機器學習- RNN以及LSTM的原理分析

阿新 • • 發佈：2020-03-02

概述

RNN是遞迴神經網路，它提供了一種解決深度學習的另一個思路，那就是每一步的輸出不僅僅跟當前這一步的輸入有關，而且還跟前面和後面的輸入輸出有關，尤其是在一些NLP的應用中，經常會用到，例如在NLP中，每一個輸出的Word，都跟整個句子的內容都有關係，而不僅僅跟某一個詞有關。LSTM是RNN的一種升級版本，它的核心思想跟RNN是一樣的，但是它透過一下方法避免了一些RNN的缺點。那麼下面就逐步的解析一下RNN和LSTM的結構，然後分析一下它們的原理吧。

RNN解析

要理解RNN，咱們得先來看一下RNN的結構，然後就來解釋一下它的原理

上圖中左邊的圖是一個RNN網路結構中總體的圖，右邊的圖片是一個RNN Cell裡面的具體細節；從上面的左邊的圖咱們可以看出，一個RNN的網路結構中，無論RNNcell迴圈多少次，它的weights都是share的，即一個weights只有一份copy，而每一步的Hidden state(即右圖中的a^<t>

和a^<t-1>)是不同的，每一個time step它都有一份hidden state的copy。從上面的圖片分析來看， RNN的每一步的輸入不單單是有X^<t>, 而且還有有前面的time step中學習來的hidden state - a^<t-1>。這就實現了咱們前面的需求了，讓每一步的輸出不僅僅跟當前的輸入有關，還得跟前面的輸入有關。

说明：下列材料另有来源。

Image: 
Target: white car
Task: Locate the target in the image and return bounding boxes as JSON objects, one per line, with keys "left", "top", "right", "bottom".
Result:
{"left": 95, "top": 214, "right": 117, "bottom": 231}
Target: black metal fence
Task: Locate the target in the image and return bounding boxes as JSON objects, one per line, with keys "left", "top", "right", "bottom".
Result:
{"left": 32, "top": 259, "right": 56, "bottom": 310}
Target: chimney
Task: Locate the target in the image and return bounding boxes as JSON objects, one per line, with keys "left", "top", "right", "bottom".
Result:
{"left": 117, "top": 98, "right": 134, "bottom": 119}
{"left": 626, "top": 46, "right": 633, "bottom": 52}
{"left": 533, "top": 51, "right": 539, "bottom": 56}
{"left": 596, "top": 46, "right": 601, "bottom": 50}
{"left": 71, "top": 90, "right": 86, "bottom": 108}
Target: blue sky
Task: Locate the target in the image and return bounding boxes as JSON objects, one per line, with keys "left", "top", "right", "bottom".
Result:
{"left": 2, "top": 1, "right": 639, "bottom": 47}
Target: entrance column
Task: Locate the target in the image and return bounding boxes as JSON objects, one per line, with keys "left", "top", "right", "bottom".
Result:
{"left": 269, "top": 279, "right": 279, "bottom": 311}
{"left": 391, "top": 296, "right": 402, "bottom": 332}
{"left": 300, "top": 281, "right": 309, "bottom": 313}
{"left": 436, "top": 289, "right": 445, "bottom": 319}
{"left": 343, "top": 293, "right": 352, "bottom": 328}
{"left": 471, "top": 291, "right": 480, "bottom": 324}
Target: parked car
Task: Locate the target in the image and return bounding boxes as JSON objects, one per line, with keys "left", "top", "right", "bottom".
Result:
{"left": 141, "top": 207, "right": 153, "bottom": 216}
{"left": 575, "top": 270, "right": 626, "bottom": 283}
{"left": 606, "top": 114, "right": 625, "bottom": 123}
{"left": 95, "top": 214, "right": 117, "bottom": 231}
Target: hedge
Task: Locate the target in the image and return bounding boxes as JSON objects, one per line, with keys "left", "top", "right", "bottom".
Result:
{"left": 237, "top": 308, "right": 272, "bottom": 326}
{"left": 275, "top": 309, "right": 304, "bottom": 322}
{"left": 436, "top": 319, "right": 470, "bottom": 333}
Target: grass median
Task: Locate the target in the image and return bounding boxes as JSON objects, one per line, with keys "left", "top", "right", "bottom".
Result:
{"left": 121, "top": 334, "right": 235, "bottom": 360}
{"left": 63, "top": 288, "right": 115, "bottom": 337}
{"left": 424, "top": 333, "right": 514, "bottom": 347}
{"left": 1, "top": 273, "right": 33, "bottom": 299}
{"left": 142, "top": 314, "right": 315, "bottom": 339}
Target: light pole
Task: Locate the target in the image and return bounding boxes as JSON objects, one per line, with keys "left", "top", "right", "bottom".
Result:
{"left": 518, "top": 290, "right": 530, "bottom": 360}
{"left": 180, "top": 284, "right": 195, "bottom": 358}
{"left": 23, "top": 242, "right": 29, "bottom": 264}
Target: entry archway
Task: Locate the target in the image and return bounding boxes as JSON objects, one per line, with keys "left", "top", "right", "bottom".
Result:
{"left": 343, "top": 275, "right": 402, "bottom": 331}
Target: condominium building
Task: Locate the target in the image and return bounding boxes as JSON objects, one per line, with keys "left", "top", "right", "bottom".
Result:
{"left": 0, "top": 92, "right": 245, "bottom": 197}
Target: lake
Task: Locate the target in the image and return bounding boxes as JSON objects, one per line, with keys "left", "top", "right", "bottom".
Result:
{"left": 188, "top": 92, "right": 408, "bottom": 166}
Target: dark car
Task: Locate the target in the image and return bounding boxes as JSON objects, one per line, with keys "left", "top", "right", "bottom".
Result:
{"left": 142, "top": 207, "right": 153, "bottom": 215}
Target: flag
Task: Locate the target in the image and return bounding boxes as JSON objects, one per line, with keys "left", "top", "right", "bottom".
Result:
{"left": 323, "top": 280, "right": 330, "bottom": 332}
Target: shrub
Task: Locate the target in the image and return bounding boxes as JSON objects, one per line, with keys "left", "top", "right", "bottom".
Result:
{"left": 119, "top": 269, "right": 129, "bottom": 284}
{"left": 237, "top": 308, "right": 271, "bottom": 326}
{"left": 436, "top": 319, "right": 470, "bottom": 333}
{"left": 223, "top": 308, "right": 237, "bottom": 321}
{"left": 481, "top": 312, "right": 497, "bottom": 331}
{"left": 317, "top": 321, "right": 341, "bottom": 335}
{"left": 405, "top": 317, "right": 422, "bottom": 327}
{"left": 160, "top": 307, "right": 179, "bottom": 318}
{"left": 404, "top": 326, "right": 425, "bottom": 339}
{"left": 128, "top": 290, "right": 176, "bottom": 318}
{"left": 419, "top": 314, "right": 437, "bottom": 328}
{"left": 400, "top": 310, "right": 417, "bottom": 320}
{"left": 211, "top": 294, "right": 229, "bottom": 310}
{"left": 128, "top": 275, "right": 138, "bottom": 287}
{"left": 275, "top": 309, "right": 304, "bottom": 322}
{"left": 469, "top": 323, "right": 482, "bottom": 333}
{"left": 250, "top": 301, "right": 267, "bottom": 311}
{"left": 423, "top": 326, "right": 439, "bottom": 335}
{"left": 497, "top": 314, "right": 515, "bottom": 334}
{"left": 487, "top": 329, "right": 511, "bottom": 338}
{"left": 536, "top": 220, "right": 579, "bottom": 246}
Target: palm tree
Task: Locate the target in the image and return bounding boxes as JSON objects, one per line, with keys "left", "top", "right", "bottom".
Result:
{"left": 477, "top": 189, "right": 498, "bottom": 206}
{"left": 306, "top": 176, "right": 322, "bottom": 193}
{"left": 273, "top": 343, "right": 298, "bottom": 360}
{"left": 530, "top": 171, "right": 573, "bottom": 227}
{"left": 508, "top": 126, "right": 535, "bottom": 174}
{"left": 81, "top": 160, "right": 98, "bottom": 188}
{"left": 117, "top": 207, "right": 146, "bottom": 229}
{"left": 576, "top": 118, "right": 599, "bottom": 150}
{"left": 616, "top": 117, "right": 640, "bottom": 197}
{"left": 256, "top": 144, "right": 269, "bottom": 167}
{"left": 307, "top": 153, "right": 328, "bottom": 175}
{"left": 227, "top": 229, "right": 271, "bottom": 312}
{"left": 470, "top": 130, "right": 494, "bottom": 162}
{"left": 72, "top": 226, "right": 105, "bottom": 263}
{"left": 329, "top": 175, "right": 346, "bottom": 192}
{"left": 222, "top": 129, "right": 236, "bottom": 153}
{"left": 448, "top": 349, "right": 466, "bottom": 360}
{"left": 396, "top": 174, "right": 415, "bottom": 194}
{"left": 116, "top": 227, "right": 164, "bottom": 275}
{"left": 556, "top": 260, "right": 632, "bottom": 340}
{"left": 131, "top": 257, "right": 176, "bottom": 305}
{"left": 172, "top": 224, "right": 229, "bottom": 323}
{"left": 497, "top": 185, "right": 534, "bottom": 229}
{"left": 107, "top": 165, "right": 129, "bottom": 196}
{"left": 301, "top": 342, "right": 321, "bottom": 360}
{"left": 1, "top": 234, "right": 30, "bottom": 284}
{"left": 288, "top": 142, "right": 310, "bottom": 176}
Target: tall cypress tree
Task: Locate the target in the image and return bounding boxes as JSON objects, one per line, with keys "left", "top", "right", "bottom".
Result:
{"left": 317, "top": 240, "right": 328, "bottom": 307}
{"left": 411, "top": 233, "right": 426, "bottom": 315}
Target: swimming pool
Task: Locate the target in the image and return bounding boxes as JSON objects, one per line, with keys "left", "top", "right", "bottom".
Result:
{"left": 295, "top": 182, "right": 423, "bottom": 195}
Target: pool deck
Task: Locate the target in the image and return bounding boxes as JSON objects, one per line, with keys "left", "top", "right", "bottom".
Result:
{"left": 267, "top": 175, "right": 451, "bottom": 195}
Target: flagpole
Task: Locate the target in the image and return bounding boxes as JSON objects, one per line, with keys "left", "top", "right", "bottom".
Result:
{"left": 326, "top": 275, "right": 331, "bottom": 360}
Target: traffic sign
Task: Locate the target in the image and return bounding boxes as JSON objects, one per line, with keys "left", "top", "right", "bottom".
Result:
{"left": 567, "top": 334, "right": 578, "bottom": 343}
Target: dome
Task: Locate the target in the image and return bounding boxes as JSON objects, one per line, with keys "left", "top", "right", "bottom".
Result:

具體的程式碼實現這個RNN cell的方法，你們可以參考下面的程式碼來加深對RNN的理解，實際在TensorFlow中來應用RNN的話，其實非常簡單，就是一句程式碼就搞定了，但是，這裡我還是貼出RNN cell建立的原始碼方便大家理解

def rnn_cell(xt, a_prev, parameters):
    """
    Implements a single forward step of the RNN-cell as described
    Arguments:
    xt -- your input data at timestep "t", numpy array of shape (n_x, m).
    a_prev -- Hidden state at timestep "t-1", numpy array of shape (n_a, m)
    parameters -- python dictionary containing:
                        Wax -- Weight matrix multiplying the input, numpy array of shape (n_a, n_x)
                        Waa -- Weight matrix multiplying the hidden state, numpy array of shape (n_a, n_a)
                        Wya -- Weight matrix relating the hidden-state to the output, numpy array of shape (n_y, n_a)
                        ba --  Bias, numpy array of shape (n_a, 1)
                        by -- Bias relating the hidden-state to the output, numpy array of shape (n_y, 1)
    Returns:
    a_next -- next hidden state, of shape (n_a, m)
    yt_pred -- prediction at timestep "t", numpy array of shape (n_y, m)
    cache -- tuple of values needed for the backward pass, contains (a_next, a_prev, xt, parameters)
    """
    
    # Retrieve parameters from "parameters"
    Wax = parameters["Wax"]
    Waa = parameters["Waa"]
    Wya = parameters["Wya"]
    ba = parameters["ba"]
    by = parameters["by"]

    # compute next activation state using the formula given above
    a_next = np.tanh(Wax.dot(xt)+Waa.dot(a_prev)+ba)
    # compute output of the current cell using the formula given above
    yt_pred = softmax(Wya.dot(a_next)+by)   
    
    # store values you need for backward propagation in cache
    cache = (a_next, a_prev, xt, parameters)
    
    return a_next, yt_pred, cache

np.random.seed(1)
xt_tmp = np.random.randn(3,10)
a_prev_tmp = np.random.randn(5,10)
parameters_tmp = {}
parameters_tmp['Waa'] = np.random.randn(5,5)
parameters_tmp['Wax'] = np.random.randn(5,3)
parameters_tmp['Wya'] = np.random.randn(2,5)
parameters_tmp['ba'] = np.random.randn(5,1)
parameters_tmp['by'] = np.random.randn(2,1)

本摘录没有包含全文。